The man feels he knows time from the inside out.
—Nobody can beat time. No matter how grand he think he is.
On his way out of the compound, the time seller waves at Adam.
—I feel sorry for you, forced to live here and watch them day and night.
The time seller’s sweeping gesture takes in the rain forest, whose clock is the rain made in the trees and the mist grazing and a sun crawling in a blue sea fished by birds and sailed by cloud.
Adam looks around at the industry of the commune that surrounds him. The people’s unceasing labor is a testament of their higher calling, and by their treatment of him, keeping him close to them and giving him a central place in their lives, he feels elevated from his humble position of a dumb beast to honorary citizen of the commune. The people want him here so that he can witness their toiling. All he has to do is look up at the giant monocot trees that fringe the compound to see how much labor it takes to clear this place and erect buildings and weed and pluck the wild greenery every day to keep it from encroaching and swallowing the compound. He, too, could pluck, chop, and carry if they would let him. He cannot see himself sitting around in a clearing or propped against a tree picking fleas from some other gorilla’s fur as another hand combs his fur for ticks to nibble. He knows nothing of that life. He was captured too young. Saved from his preordained station in the order of things, his fate tied to that of the compound and its inhabitants. His place in the world is narrated in the creation stories read aloud by the children seated in a semicircle in front of a teacher and sheltered from the flames of the sun under the inclusive canopy of a tree. But he will prove destiny wrong.
SIX
The entire community of more than one thousand souls is required to attend nightly sermons unless someone is bedridden in the infirmary. Everyone aims to finish chores early to find a chair. Latecomers end up seated on the floor. The singing of hymns begins right away and continues as the place fills up, and soon those who have missed finding a chair simply squat on the ground beside a row of seats and shelter under the tarpaulin from the cool night breeze, the mosquitoes, and the general feel of discomfort of sitting
too close to the thick jungle dark. Citronella coils burn. Bulbs strung around the tented structure attract kamikaze moths.

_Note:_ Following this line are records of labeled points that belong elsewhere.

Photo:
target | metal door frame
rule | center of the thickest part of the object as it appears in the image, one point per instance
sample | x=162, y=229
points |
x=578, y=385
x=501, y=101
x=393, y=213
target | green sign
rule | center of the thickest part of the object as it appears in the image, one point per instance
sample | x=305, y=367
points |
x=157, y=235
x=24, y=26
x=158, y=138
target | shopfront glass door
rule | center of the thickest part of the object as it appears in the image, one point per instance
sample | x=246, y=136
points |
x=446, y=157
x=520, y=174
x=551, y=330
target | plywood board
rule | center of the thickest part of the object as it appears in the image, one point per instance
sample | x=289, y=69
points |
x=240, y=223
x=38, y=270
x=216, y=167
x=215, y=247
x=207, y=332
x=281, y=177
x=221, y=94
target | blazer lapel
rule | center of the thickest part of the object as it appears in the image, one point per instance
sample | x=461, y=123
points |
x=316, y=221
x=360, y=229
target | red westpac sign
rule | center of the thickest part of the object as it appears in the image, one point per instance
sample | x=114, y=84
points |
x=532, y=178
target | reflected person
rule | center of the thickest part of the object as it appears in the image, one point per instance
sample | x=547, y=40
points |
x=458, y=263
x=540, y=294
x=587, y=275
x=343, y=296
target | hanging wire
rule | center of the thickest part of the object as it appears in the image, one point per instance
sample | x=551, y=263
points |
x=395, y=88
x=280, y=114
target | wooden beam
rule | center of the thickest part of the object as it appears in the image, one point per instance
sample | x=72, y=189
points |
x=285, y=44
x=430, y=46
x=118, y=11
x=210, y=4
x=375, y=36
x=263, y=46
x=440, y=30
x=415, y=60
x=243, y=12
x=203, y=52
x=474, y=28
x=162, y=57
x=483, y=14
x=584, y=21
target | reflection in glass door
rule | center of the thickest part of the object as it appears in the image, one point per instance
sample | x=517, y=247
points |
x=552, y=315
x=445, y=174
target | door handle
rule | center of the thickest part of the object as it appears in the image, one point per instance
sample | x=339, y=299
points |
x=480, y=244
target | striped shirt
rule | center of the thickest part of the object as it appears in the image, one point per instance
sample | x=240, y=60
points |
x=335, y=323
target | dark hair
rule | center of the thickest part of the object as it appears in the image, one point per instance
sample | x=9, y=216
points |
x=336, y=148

Guards stand around the edges of the congregation to keep children in their place and wave off with big sticks and much gesticulating of arms and whistling and curses any curious night life that will arrive, mostly in the form of snakes, wild boar, and the occasional hungry panther. The preacher remains in his house waiting for the right time to join the congregation and deliver his sermon. He paces the corridor behind his front door and warms up for the service. He clasps his leather-bound Bible to his right breast and utters verses aloud, gesturing wildly. He hears the singing and clapping and waits until he is satisfied that the congregation has reached an optimal volume. And if joy in a clearing means anything in the pitch black of the jungle, it surely amounts to the preacher’s flock of devoted followers in full swing, vocals at a maximum, hands red from vigorous clapping, feet hot from stamping on the ground, and wide smiles on sweating faces invigorated by chanting and movement and pooled enthusiasm.

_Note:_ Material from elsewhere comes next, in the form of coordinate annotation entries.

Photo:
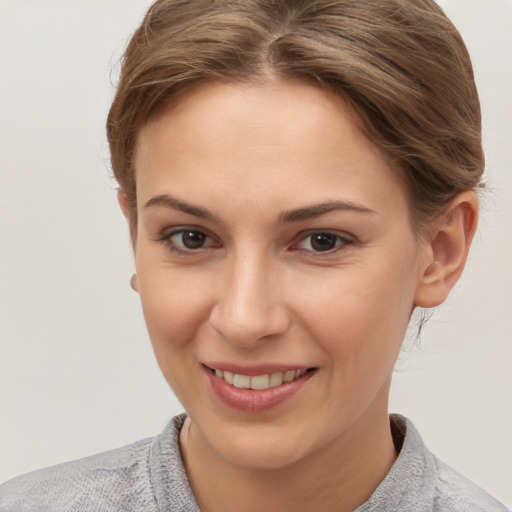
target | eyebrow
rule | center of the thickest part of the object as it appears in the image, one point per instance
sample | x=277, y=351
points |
x=296, y=215
x=317, y=210
x=177, y=204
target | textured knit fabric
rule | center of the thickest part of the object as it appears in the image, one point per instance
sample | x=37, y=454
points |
x=149, y=476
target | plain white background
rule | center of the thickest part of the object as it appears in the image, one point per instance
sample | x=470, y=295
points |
x=77, y=374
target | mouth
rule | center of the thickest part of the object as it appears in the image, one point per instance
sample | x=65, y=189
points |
x=260, y=382
x=256, y=389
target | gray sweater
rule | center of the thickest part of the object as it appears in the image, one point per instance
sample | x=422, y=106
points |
x=148, y=476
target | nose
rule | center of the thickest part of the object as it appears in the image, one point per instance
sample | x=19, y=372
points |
x=249, y=306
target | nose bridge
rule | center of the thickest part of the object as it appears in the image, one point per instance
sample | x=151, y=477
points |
x=250, y=304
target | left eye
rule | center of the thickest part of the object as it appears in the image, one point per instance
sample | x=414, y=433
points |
x=323, y=241
x=190, y=240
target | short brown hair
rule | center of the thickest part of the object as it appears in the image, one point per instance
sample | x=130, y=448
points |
x=401, y=64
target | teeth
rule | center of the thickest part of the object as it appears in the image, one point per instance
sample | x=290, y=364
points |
x=241, y=381
x=259, y=382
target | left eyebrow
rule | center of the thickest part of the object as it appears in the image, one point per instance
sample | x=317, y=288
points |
x=317, y=210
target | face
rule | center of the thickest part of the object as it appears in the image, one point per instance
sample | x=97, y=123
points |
x=274, y=251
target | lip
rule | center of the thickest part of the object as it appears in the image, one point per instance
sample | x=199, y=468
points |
x=251, y=400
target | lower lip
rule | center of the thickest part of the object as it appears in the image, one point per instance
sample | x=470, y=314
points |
x=252, y=400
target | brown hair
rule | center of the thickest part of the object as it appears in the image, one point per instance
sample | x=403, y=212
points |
x=401, y=64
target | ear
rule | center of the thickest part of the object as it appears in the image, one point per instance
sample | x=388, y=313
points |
x=127, y=212
x=123, y=203
x=447, y=250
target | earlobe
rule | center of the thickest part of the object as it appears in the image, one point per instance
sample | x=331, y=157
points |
x=448, y=250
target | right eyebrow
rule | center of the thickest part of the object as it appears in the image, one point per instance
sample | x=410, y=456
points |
x=177, y=204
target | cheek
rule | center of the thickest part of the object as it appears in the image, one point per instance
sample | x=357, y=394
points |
x=362, y=315
x=175, y=309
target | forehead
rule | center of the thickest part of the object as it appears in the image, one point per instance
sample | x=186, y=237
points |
x=280, y=141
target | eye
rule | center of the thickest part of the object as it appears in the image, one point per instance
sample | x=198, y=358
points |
x=323, y=241
x=188, y=240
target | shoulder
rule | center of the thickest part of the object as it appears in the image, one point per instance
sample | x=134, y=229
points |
x=419, y=481
x=456, y=493
x=440, y=486
x=113, y=480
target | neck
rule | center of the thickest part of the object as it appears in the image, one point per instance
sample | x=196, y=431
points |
x=341, y=476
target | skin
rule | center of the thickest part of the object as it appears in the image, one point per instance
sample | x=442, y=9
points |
x=258, y=292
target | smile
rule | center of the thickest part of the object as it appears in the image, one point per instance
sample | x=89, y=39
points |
x=259, y=382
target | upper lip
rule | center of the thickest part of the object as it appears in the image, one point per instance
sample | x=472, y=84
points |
x=253, y=370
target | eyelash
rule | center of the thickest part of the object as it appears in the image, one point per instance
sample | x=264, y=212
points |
x=342, y=241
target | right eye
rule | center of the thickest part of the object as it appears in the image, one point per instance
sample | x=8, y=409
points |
x=188, y=240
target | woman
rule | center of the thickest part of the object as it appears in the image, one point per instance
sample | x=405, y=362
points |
x=297, y=177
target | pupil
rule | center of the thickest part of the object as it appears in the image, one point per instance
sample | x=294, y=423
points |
x=323, y=241
x=193, y=239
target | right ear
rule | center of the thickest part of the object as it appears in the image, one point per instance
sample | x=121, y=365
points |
x=123, y=203
x=125, y=208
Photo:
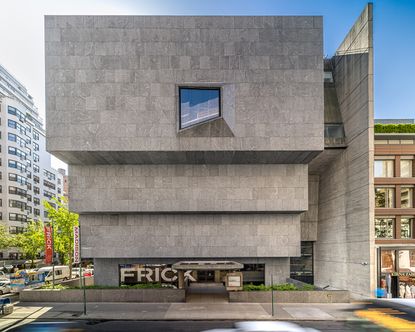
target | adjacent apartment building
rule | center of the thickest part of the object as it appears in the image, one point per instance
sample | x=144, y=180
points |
x=216, y=141
x=394, y=206
x=26, y=176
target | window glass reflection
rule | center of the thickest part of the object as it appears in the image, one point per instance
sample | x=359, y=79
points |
x=406, y=197
x=388, y=261
x=385, y=197
x=384, y=228
x=407, y=260
x=384, y=168
x=406, y=228
x=198, y=105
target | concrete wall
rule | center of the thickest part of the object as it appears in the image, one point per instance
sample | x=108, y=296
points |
x=188, y=188
x=190, y=235
x=104, y=295
x=309, y=218
x=346, y=211
x=291, y=297
x=111, y=84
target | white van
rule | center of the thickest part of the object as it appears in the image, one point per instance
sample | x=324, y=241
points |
x=61, y=273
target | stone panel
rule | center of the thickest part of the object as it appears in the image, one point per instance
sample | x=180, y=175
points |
x=191, y=235
x=111, y=83
x=188, y=188
x=345, y=247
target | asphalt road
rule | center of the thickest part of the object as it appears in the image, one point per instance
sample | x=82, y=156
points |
x=180, y=326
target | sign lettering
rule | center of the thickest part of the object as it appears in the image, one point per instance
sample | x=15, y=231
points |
x=141, y=274
x=76, y=245
x=48, y=245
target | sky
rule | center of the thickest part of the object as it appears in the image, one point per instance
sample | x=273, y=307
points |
x=22, y=38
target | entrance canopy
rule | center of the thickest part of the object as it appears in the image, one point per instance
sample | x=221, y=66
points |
x=207, y=265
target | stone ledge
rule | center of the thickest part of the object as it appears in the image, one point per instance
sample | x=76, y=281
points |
x=104, y=295
x=331, y=296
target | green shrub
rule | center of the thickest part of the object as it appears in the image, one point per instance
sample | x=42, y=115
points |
x=395, y=128
x=57, y=286
x=308, y=287
x=278, y=287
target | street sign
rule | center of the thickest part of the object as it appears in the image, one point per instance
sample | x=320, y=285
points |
x=48, y=245
x=76, y=245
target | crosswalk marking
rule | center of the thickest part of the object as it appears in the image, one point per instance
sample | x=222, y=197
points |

His appearance results in shouts and whistles and prolonged applause. He holds up his arms and calls for calm and thanks his congregation for its unbridled welcome. But he takes a full five minutes of saying thank you, and please, and okay, and praise the Lord, before his followers settle and wait for him. They erupt once more the moment he lifts his arms and praises the Lord, which is always a signal for the congregation to repeat his words in unison and throw their arms collectively into the air and start the applause all over again. The preacher cannot begin his train of thought until ten minutes after his arrival. He spends the time standing there and watching and smiling. Gradually, his people settle and become still for him and concentrate on him to the exclusion of everything else, from the whirring fans and jungle shrieks and coughing from those who turned up sick, to the discomfort of the metal folding chairs with no elbow room between one person and the next.